Wednesday, 12 May 2010
Forgive me bloggers for i have sinned.... It has been over 2 weeks since my last weigh in.
I am ashamed to say that when i did last go to WW i had put on 3lbs and then with the wedding in it's final few things i have no had time to sit and plan, exercise and ate junk. Even last night i ate junk...burger, with cheese, chips, cheesy garlic bread AND some onion rings. Does it help that the burger has salad in it?
My excuse and it is an excuse i know, is that i was celebrating. I had just heard i had been offered a job. The job that will put me on the career ladder. I have also drank tons of alcohol, eaten tones of cheese, pizza and i dread to think what the results are.
Now sitting and thinking about all the truly wonderful and tasty foods i have eaten.... where are they now? They were with me to celebrate happiness, joy, to treat me for all the hard work i put in with a wedding that was not mine, to console me that the wedding is over and my best friend is now a Mrs and i won't see her for two weeks as she is in Orlando. Yes food has been there for many reasons... but now it's still with me... Its there haunting me, it's laughing at me. Its sitting round my stomach, my thighs. It's taunting me, telling me all the good hard work i did has now been undone.

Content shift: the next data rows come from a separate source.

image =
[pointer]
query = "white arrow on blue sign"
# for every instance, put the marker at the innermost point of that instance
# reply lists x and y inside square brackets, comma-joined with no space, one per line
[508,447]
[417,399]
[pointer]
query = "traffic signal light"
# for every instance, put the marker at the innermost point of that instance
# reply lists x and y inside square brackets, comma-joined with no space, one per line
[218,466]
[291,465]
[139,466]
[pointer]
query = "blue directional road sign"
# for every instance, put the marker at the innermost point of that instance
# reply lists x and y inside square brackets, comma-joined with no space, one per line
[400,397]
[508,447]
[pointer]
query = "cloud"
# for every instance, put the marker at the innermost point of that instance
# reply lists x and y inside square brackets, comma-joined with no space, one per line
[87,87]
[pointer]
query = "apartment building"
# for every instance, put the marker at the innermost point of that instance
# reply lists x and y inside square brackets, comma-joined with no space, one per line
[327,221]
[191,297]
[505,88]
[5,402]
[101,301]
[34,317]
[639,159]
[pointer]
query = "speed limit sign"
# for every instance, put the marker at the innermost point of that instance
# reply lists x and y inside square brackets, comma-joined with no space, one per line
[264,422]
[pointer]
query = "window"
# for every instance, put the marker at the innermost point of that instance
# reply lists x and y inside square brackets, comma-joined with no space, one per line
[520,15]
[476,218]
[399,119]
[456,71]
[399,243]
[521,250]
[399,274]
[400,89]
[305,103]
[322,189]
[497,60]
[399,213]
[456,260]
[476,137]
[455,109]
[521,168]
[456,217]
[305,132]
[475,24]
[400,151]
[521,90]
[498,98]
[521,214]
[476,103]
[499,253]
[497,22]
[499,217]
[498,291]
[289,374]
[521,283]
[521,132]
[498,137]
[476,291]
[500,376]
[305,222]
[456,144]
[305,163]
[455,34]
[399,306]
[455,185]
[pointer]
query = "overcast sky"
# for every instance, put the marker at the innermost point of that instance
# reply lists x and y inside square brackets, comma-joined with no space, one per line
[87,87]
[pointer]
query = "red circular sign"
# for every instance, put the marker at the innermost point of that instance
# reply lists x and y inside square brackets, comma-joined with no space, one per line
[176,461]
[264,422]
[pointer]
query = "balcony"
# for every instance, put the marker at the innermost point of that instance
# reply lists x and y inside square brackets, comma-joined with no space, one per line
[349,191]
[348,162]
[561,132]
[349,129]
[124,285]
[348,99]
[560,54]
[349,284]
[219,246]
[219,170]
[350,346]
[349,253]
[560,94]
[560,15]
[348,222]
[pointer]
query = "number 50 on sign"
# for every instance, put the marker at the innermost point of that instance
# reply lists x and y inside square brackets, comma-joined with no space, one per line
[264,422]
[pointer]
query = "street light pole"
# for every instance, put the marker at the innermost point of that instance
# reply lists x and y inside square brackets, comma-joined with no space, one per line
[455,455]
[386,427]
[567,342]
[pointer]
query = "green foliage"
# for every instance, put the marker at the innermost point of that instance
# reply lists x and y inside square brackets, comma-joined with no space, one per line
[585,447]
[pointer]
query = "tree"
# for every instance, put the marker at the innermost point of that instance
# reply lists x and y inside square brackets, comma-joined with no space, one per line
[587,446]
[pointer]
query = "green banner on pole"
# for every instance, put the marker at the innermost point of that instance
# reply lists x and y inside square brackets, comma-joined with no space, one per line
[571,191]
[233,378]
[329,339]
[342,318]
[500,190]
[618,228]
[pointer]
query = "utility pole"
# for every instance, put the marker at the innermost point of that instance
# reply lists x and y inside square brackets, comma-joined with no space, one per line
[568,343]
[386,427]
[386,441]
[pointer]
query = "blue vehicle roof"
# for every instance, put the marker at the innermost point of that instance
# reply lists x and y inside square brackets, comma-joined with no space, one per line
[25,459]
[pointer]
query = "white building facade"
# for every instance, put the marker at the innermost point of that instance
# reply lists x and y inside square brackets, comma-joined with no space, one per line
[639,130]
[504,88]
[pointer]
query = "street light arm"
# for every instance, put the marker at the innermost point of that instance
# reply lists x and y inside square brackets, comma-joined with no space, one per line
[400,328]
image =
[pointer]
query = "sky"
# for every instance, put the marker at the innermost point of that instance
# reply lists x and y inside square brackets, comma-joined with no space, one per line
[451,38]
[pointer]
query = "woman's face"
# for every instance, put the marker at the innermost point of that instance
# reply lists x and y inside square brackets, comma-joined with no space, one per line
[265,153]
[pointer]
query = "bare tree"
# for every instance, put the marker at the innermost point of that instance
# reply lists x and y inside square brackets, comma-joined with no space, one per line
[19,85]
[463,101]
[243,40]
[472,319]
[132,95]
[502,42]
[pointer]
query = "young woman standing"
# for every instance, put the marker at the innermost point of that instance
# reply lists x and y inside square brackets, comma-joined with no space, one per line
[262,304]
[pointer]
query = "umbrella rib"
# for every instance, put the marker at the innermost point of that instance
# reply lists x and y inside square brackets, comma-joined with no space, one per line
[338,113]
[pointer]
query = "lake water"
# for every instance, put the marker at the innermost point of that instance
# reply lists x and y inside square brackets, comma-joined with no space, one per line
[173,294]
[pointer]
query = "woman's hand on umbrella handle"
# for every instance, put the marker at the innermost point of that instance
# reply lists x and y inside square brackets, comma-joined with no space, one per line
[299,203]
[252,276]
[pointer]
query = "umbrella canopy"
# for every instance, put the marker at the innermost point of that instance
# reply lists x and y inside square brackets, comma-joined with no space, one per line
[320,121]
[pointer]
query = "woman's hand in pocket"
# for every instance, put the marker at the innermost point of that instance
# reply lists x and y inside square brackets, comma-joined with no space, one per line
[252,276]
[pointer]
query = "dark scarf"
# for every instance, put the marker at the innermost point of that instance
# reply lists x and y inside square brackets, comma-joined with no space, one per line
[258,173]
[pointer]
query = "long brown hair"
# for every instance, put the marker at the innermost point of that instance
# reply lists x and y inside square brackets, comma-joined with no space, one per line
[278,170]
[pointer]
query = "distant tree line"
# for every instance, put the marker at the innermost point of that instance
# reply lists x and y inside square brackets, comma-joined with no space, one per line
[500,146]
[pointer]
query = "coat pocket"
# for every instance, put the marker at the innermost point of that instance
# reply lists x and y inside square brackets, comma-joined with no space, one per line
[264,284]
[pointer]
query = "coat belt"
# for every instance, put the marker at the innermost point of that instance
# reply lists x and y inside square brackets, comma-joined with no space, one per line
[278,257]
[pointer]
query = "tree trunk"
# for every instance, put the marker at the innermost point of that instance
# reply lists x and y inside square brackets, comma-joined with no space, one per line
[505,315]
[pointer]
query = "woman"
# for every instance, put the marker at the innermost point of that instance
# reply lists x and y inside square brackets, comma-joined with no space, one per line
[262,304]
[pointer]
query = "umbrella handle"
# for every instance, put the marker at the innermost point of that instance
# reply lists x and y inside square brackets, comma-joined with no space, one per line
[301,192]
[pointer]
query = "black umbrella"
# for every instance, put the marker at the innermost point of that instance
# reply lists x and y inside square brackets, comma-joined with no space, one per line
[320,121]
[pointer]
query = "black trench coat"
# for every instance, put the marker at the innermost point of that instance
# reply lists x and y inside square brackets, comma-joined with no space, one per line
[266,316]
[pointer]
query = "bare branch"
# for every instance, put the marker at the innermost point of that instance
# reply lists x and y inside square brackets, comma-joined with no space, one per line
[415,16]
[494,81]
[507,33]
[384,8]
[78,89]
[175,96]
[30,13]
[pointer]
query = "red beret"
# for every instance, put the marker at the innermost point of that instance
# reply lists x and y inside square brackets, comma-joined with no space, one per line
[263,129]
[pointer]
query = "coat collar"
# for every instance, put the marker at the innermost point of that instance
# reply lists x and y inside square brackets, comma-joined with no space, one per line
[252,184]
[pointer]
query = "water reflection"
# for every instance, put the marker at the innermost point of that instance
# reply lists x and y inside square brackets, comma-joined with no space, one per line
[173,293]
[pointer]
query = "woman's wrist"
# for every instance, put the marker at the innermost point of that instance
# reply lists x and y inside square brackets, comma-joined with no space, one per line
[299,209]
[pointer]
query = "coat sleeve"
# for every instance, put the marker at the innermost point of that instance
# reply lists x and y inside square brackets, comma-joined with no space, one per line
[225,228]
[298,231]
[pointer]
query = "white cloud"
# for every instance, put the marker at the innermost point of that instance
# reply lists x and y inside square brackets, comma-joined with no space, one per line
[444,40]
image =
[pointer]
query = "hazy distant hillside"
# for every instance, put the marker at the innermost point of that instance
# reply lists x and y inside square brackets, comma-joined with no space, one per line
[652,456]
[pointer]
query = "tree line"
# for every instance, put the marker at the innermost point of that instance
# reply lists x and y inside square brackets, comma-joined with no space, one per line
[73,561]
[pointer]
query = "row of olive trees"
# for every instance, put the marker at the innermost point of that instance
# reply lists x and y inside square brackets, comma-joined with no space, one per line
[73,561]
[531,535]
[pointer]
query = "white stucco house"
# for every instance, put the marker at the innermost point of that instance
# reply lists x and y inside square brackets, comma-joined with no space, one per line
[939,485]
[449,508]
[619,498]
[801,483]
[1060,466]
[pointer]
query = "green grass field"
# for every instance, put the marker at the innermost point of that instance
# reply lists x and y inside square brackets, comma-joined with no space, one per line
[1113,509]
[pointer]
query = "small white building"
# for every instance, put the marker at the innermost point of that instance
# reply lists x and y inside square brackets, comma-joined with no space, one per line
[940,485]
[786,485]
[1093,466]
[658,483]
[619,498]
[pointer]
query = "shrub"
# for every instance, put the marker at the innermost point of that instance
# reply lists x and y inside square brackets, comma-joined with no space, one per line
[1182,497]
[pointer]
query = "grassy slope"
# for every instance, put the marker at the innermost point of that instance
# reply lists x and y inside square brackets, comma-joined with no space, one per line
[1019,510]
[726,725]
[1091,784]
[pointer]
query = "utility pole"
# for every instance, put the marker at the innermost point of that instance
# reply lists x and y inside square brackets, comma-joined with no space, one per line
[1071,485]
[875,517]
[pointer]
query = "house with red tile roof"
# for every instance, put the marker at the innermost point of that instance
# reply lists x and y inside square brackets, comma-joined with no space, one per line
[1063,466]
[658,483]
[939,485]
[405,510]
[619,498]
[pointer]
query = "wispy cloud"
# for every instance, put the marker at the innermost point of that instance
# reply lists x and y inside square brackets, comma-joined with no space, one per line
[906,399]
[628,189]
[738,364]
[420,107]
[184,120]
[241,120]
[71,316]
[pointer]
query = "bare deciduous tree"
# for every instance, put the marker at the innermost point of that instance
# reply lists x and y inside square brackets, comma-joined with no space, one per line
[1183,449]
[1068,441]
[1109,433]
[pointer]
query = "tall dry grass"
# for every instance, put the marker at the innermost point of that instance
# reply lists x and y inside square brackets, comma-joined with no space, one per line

There are two reasons i have not been to weight watchers, one i have been scared to see the results, and secondly i could not afford it. The wedding wiped me out. I do not have the cash... seriously my bank balance stands at £0.15.
So bloggers please forgive my past few weeks. I want to be good again, it may be boring but it makes me feel amazing. My "one day this will be true" mother-in-law has offered to pay for me. She says that if i don't get back in there then i will never go back. So next week i will be back!
Off i go now, just a short post to say sorry to my followers for my downfall but i will make both you and i proud and get back on that horse and count points! I'll turn to the boyfriend for comfort and not to food. But on a brighter note i shall put up a picture of us at the wedding. I am obviously not the bride and the one that looks like an oompa-loompa because of the spray tan that the bride told me to get.